Она еще вам напомнить велела про какой-то билетик с конфетки… Что это был за билетик, позвольте полюбопытствовать?
И старый сплетник так и выставил вперед свой острый нос.
— Не помню, право, шутка какая-нибудь, — возразил Владимир Сергеич. — А позвольте узнать, где теперь ее брат?
— Петр? Ну, тому плохо.
Господин Флич возвел кверху свои маленькие, лисьи глазки и вздохнул.
— А что? — спросил Владимир Сергеич.
— Загулял! Пропал человек.
— А где он теперь?
— Совершенно неизвестно, где. Уехал куда-нибудь за цыганками, это вернее всего. В губернии его нет, за это я ручаюсь.
— А Ипатов-старик, все там же живет?
— Михаил Николаич? Чудачок-то? Все там же.
— И все у него в доме… по-прежнему?
— Как же, как же. Вот что бы вам жениться на его свояченице? Ведь это не женщина, это просто монумент, право. Хе-хе. У нас уж и поговаривали… что, мол, дескать…
— Вот как-с, — промолвил, прищурив глаза, Владимир Сергеич.
В это мгновенье Фличу предложили партию, и разговор прекратился.

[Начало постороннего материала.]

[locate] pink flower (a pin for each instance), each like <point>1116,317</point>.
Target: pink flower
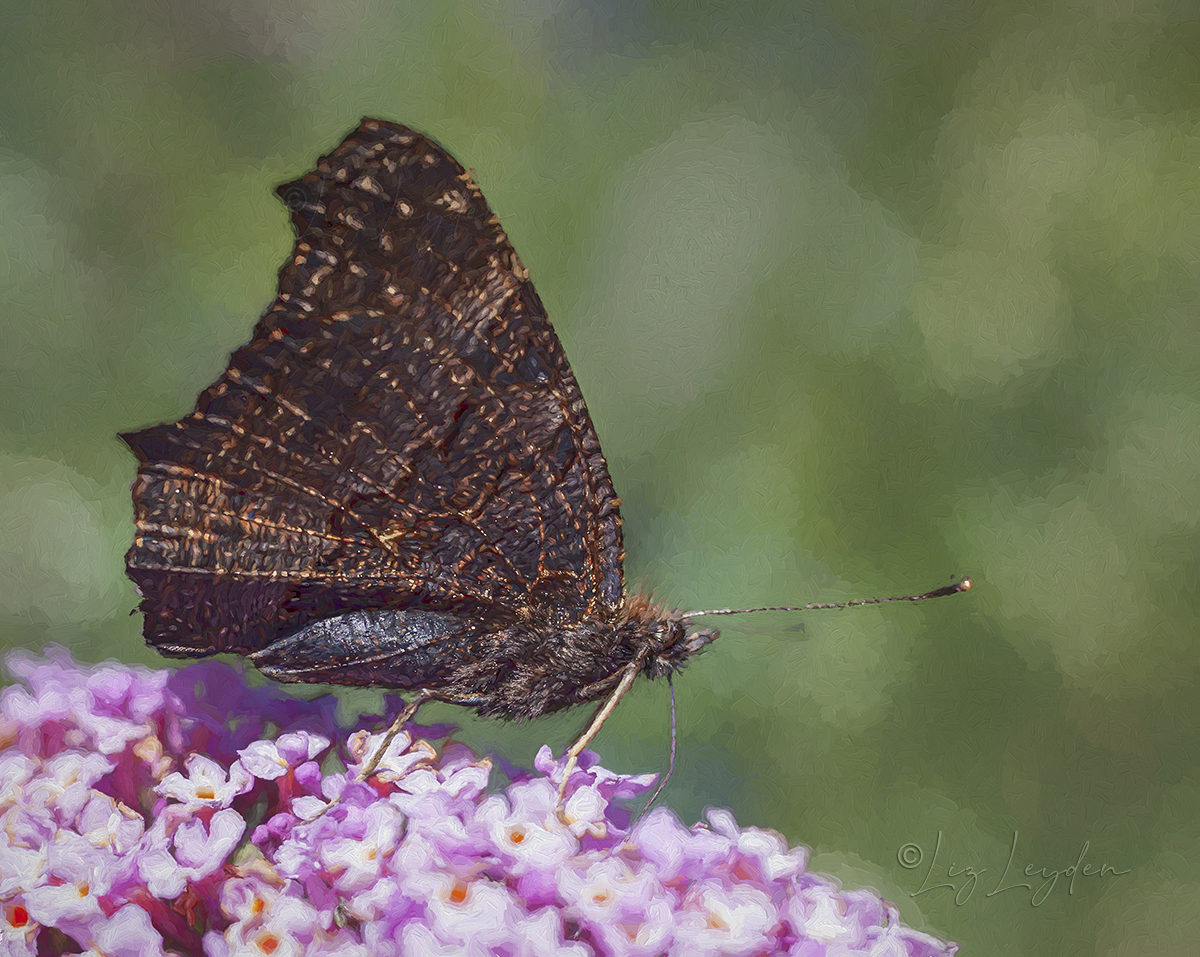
<point>108,843</point>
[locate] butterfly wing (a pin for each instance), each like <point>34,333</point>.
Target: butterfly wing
<point>402,431</point>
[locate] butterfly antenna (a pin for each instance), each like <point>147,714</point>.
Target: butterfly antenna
<point>937,593</point>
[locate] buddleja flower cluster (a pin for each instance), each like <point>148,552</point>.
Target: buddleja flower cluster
<point>179,812</point>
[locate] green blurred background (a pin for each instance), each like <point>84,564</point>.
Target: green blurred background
<point>861,295</point>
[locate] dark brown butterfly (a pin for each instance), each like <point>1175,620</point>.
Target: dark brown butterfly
<point>396,481</point>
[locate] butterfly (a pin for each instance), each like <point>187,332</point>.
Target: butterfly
<point>396,481</point>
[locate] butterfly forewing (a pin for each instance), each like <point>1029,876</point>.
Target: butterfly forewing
<point>403,428</point>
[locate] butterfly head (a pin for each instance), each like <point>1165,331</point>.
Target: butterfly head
<point>669,635</point>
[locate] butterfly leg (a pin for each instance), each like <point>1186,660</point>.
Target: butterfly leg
<point>627,681</point>
<point>397,726</point>
<point>369,769</point>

Владимир Сергеич располагал возвратиться домой скоро, но вдруг получил с нарочным донесение от старосты, что в Сасове сгорело шесть дворов, и решился сам туда съездить. От губернского города до Сасова считалось верст шестьдесят. Владимир Сергеич прибыл в знакомый уже читателю флигелек к вечеру, тотчас же велел призвать старосту и земского, побранил их как следует, осмотрел утром место пожара, принял надлежащие меры и после обеда, поколебавшись немного, отправился в гости к Ипатову. Владимир Сергеич остался бы дома, если б не услыхал от Флича об отъезде Надежды Алексеевны; ему не хотелось с ней встречаться, но он был не прочь взглянуть еще раз на Марью Павловну.
Владимир Сергеич застал, как и в первое свое посещение, Ипатова за шашками с Складною Душою. Старик ему обрадовался; Владимиру Сергеичу показалось, однако, лицо его озабоченным, и речь его не лилась свободно и охотно, как прежде.

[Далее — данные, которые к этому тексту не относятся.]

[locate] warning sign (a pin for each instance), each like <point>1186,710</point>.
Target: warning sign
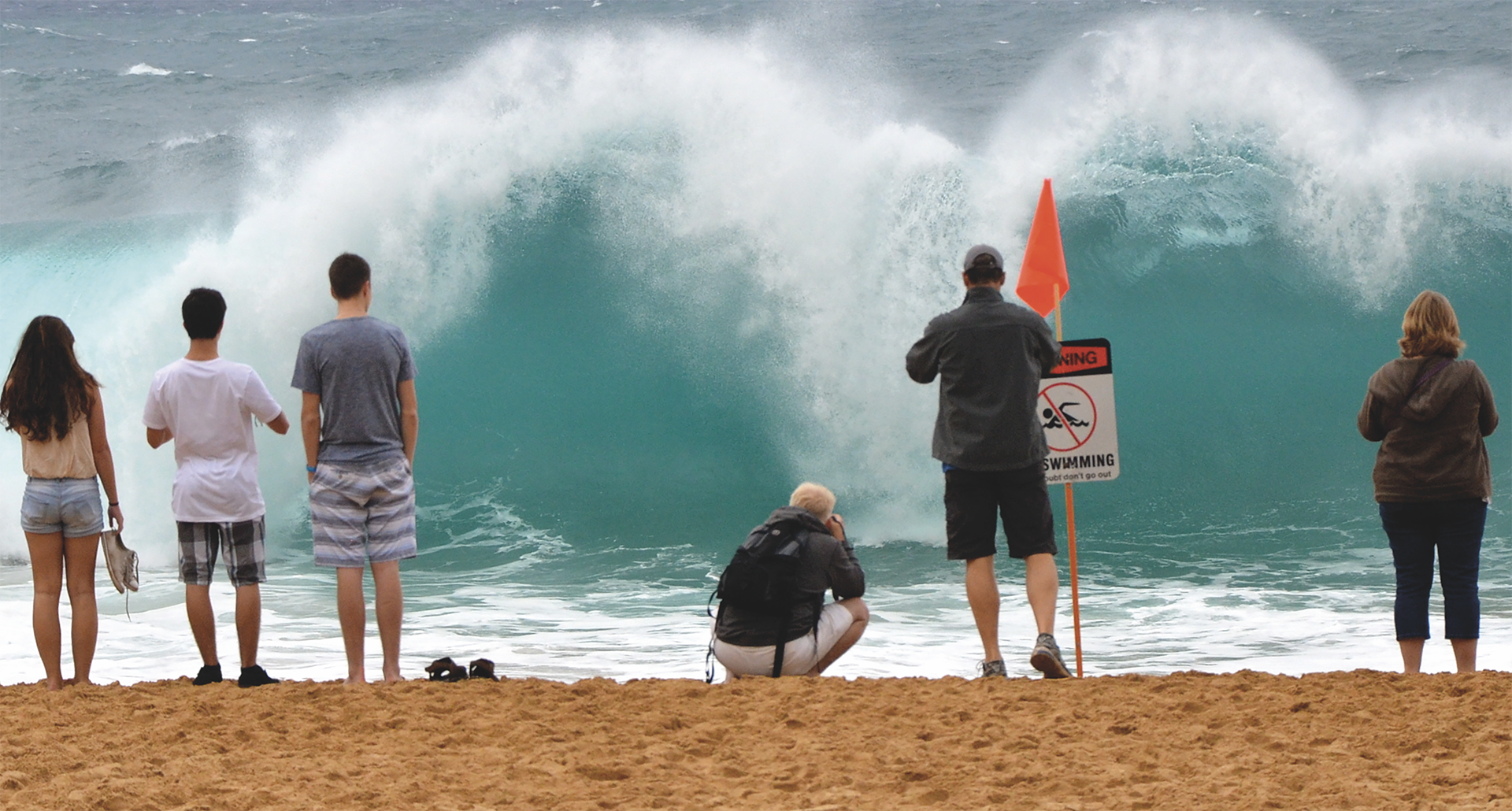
<point>1076,407</point>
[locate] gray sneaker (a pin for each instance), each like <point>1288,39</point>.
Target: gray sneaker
<point>1047,658</point>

С Иваном Ильичом Владимир Сергеич переглянулся молча. Обоих их немножко покоробило; впрочем, они скоро успокоились.
— Все ваши здоровы? — спросил Владимир Сергеич, усаживаясь.

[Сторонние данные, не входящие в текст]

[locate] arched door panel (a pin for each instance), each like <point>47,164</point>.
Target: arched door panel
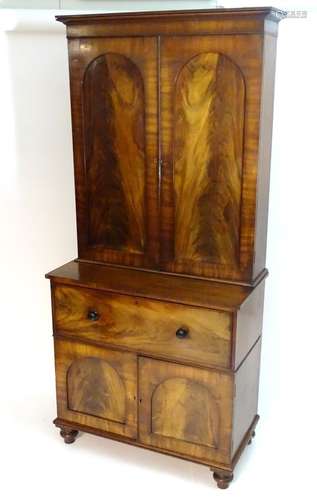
<point>186,410</point>
<point>97,387</point>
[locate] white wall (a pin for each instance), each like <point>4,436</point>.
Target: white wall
<point>38,233</point>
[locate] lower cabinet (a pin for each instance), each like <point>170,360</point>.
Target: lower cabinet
<point>97,387</point>
<point>185,410</point>
<point>182,409</point>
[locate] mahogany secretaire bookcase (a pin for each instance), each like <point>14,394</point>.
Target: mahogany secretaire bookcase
<point>157,323</point>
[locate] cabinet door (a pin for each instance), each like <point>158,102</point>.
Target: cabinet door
<point>96,387</point>
<point>210,88</point>
<point>185,410</point>
<point>114,113</point>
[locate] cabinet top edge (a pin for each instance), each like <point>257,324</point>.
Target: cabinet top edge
<point>270,13</point>
<point>160,286</point>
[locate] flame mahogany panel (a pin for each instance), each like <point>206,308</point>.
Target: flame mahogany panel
<point>210,102</point>
<point>114,113</point>
<point>207,155</point>
<point>115,154</point>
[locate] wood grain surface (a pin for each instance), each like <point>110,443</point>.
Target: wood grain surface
<point>96,387</point>
<point>185,409</point>
<point>114,117</point>
<point>195,412</point>
<point>207,155</point>
<point>144,326</point>
<point>115,155</point>
<point>220,203</point>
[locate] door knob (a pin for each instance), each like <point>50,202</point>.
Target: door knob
<point>181,333</point>
<point>92,315</point>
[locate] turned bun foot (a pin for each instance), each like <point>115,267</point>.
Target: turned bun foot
<point>223,479</point>
<point>252,436</point>
<point>69,435</point>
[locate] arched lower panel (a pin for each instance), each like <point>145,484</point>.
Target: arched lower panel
<point>95,388</point>
<point>186,410</point>
<point>207,160</point>
<point>114,136</point>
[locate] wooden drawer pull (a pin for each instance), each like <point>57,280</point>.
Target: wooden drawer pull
<point>181,333</point>
<point>93,315</point>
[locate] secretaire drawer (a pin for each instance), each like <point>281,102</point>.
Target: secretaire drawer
<point>147,326</point>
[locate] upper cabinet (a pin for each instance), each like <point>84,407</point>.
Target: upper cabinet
<point>172,139</point>
<point>114,101</point>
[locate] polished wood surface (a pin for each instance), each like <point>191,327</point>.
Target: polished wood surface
<point>246,396</point>
<point>184,163</point>
<point>190,22</point>
<point>157,324</point>
<point>185,409</point>
<point>142,325</point>
<point>114,115</point>
<point>224,213</point>
<point>96,387</point>
<point>171,288</point>
<point>114,111</point>
<point>207,159</point>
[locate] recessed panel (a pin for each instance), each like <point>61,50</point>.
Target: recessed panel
<point>114,132</point>
<point>185,410</point>
<point>207,160</point>
<point>95,388</point>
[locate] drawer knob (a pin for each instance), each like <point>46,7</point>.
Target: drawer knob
<point>92,315</point>
<point>181,333</point>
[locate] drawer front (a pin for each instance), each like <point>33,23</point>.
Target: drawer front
<point>146,326</point>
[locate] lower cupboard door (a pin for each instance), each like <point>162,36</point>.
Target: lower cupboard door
<point>185,410</point>
<point>97,387</point>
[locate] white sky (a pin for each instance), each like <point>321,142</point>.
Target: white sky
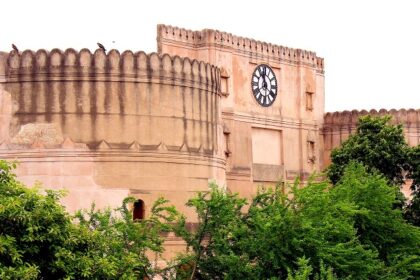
<point>371,48</point>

— Все, слава богу, покорнейше благодарю, — ответил Ипа-тов. — Одна Марья Павловна не совсем… того, все больше в своей комнате находится.
— Простудилась?
— Нет… так. К чаю явится.
— А Егор Капитоныч? Что он поделывает?
— Ах! Егор Капитоныч убитый человек. У него жена умерла.
— Не может быть!
— В сутки умерла, от холеры. Вы бы не узнали его теперь, просто на себя не похож стал. «Без Матрены Марковны, говорит, жизнь мне в тягость. Умру, говорит, и слава богу, говорит; не желаю, говорит, жить». Да, пропал бедняк.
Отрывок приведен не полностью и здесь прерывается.